Right Livelihoods

By Rick Moody. Little, Brown; 223 pp; $29.99; hardcover

There's a war on, in case you hadn't noticed, and this one, like all, has altered almost everything, even if only subtly. It has made itself felt in the lives of soldiers and politicians, yes, but in teachers' lives too, and in those of customs officers and writers as well. Perhaps especially in the lives of writers, though, for whom wartime is always a time to choose: caution or passion, second thoughts or redoubled thoughtlessness.

For satirists like Rick Moody ( The Ice Storm , Demonology ), there's the allure of exclamation marks and italics, of self-reflective metaphor and rampant paranoia. Moody's collection of three novellas, Right Livelihoods , speaks to war obliquely and directly all at once. The dipso doctor (of public planning) in "The Omega Force" says straight out: "Suddenly, I recognized what I had dim-wittedly forgotten. That we were in a time of national emergency! In a time of war! And the first casualty of this war was superficial meanings . Things no longer meant what they seemed to mean. Words had begun to mean more than what they appeared to mean ."

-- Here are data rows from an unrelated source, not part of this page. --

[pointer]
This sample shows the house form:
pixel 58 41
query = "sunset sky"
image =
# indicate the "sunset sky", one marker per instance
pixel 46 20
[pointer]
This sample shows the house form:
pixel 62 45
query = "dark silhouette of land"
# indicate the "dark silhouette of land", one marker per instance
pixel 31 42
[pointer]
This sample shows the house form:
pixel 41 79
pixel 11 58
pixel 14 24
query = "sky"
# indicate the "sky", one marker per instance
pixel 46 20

In "K&K", the unravelling Ellie Knight-Cameron is obsessed with discovering which of her coworkers is stuffing the office suggestion box with notes of mounting menace. Everything seems like a clue. Everything seems related. She trails a colleague home: "In no single case could Ellie see who was opening the door and admitting these strangers. Yet she could see that people were in fact entering the Jones residence. They would sidle up to the front door, knock once, perform the jazz hands secret gesture, the door would swing back, and the stranger would then slip into the house." Inside, no terrorists but a birthday party.

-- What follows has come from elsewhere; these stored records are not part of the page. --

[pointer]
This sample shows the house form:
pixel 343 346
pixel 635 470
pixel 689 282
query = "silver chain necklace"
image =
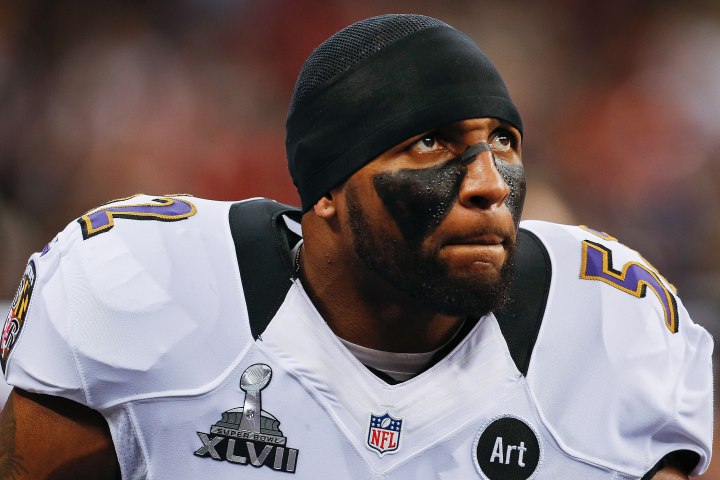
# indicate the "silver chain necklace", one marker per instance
pixel 296 262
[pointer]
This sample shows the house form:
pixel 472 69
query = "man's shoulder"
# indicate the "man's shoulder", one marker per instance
pixel 617 352
pixel 141 292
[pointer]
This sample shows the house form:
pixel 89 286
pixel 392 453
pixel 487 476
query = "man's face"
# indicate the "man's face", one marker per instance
pixel 439 225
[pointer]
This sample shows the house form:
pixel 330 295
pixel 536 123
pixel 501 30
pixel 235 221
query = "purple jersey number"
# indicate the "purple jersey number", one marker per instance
pixel 164 209
pixel 634 278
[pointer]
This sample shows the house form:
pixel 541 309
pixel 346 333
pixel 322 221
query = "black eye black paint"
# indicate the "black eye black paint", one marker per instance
pixel 420 198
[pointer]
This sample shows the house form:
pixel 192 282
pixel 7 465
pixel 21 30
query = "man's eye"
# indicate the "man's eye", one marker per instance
pixel 428 144
pixel 503 141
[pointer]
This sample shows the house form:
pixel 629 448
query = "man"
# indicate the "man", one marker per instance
pixel 416 332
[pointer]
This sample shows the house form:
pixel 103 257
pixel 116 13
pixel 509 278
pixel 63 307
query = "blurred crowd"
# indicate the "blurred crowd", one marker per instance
pixel 620 100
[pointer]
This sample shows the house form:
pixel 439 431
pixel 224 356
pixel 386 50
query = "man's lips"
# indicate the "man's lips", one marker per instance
pixel 487 239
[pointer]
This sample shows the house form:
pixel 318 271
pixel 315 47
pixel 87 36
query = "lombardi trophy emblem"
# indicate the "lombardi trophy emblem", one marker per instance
pixel 248 435
pixel 252 381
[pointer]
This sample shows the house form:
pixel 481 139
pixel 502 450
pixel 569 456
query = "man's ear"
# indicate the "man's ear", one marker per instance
pixel 325 207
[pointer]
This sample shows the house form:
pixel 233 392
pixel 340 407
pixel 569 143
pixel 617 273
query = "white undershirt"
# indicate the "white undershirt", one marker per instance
pixel 399 366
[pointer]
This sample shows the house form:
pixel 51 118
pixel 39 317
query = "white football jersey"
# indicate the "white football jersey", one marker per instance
pixel 139 310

The creepy concluding story, "The Albertine Notes" (first published in McSweeney's No. 10), pursues these Thomas Pynchon–esque ravings to absurdity. The narrator becomes addicted to Albertine, a drug that encourages both memory and forgetting. Sharing engineered memories, he pursues Addict Zero, Philip K. Dick–style, through time and space, in hopes of averting the nuclear destruction of Manhattan.

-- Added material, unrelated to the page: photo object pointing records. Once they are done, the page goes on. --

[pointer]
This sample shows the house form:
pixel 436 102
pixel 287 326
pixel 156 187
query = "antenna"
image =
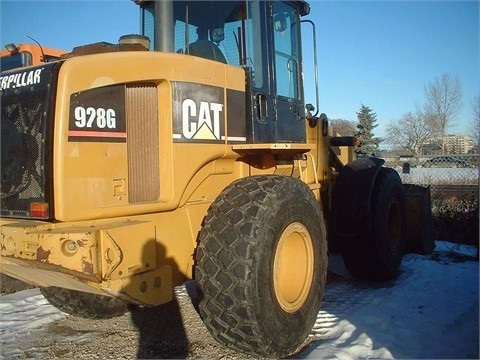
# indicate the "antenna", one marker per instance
pixel 40 46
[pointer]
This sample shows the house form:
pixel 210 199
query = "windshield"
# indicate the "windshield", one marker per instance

The dodgy reliability of language and memories, the easy misconnection of unrelated facts, the craven need to please and accommodate–these are Moody's themes, and if they all point to loneliness, to the inability of any single character to triangulate his own emotional, moral, or sexual position, well, the enemy may change, the theatre of operations may change, the tech may change, but one thing remains eternal: war is hell.